Jersey Boys – Rated M
Directed by Clint Eastwood. Starring John Lloyd Young and Christopher Walken.
In Cinemas Now

SHERRY.
Sherry baby.
Even if you don’t particularly like the music of Frankie Valli and the Four Seasons, it’s hard not to tap your feet and sing along to it – or the countless other hits you’ll hear when watching Jersey Boys.
Following the eponymous band of misfits and rapscallions over the course of their lives – from hard beginnings to a fond reunion – Jersey Boys tells the classic tale of how the music industry tends to take you in when you’re a hit, and spit you out when they’re done cashing in.
It has all the musical movie tropes – heartache, fights, passion, romance, tragedy – it reads almost akin to Shakespeare’s finest… if old Bill spoke with a thick Jersey accent that is.
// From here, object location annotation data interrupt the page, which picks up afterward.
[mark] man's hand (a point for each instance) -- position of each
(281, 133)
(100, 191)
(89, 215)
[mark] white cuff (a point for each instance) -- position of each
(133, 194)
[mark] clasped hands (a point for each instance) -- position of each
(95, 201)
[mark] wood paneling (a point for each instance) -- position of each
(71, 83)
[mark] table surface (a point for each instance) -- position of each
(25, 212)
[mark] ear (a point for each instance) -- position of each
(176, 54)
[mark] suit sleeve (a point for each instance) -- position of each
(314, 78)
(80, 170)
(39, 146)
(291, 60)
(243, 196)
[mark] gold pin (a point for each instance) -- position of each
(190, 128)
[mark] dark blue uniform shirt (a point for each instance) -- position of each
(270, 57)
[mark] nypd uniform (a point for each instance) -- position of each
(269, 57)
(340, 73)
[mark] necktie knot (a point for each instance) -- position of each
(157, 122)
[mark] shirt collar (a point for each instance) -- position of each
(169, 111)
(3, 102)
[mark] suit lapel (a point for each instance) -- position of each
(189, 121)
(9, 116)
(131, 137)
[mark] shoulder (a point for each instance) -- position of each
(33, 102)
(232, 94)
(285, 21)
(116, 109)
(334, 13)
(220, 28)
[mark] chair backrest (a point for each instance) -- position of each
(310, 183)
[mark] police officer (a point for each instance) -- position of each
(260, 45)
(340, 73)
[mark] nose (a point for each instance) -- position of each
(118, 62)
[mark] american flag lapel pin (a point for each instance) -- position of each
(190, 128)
Taking him from a 15-year-old Francesco Castelluccio, committing robberies with his band mates, all the way through to an elderly Frankie Valli accepting his 1990 Rock and Roll Hall of Fame induction, John Lloyd Young captured greatly the highs and lows of life as the famous pop star.
Most importantly for the musically-stylised film – Young can hit the high falsetto and nasally tone that made Valli, the band and the Broadway show a success.
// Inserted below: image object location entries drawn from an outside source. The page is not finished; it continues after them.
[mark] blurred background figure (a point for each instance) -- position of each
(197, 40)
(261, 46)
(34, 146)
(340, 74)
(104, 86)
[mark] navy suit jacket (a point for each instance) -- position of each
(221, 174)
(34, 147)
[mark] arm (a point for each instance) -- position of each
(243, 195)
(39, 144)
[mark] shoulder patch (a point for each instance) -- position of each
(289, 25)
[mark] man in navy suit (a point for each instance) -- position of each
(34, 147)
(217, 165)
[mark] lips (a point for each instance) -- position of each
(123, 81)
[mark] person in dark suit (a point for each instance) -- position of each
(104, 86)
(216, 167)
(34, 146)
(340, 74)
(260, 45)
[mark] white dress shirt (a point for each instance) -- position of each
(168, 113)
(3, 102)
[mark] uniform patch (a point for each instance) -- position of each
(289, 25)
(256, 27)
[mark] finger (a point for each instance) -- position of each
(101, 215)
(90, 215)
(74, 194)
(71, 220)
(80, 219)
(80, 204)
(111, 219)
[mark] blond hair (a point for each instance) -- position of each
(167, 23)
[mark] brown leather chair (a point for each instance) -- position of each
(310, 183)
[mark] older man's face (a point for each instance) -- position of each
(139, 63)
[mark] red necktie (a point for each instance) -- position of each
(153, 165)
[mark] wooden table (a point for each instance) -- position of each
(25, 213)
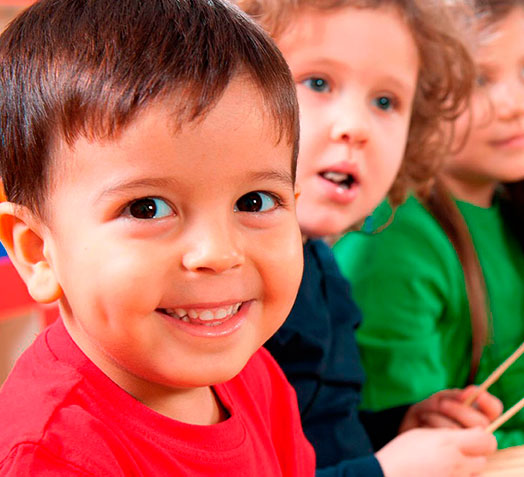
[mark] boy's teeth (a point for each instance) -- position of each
(204, 315)
(335, 176)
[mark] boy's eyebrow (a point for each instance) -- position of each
(404, 86)
(126, 186)
(283, 176)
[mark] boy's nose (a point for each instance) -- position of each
(350, 125)
(509, 100)
(212, 250)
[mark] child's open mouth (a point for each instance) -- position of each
(205, 317)
(340, 179)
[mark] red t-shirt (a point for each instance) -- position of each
(60, 415)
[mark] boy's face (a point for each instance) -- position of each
(356, 73)
(178, 251)
(494, 149)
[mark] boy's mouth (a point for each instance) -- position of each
(203, 316)
(340, 179)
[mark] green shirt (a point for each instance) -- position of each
(416, 334)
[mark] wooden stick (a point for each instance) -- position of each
(495, 375)
(507, 415)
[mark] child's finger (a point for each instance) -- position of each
(438, 420)
(465, 416)
(477, 442)
(489, 405)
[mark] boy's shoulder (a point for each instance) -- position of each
(38, 410)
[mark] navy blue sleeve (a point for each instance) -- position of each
(361, 467)
(317, 350)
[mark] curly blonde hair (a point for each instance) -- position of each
(445, 81)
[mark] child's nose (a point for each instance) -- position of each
(509, 100)
(212, 250)
(350, 124)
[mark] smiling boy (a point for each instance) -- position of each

It won’t sit logically in a list of Clint Eastwood’s directorial achievements – it’s not in remotely the same vein as Gran Torino, Million Dollar Baby or Letters from Iwo Jima – but he has done an alright job in a field he isn’t fluent in.
Musically inclined fans will leave the cinema humming the tunes and kicking their heels but, once again, as reiterated time and time again, the musical experience just won’t captivate the lovers of cinema.
It moves too fast for one film though – there’s a lot left undiscussed about the non-Valli band members and the people surrounding them.
Cinema might not be the right ticket for this experience as you’re better off seeing Jersey Boys at the theatre… rather than the movie theatre.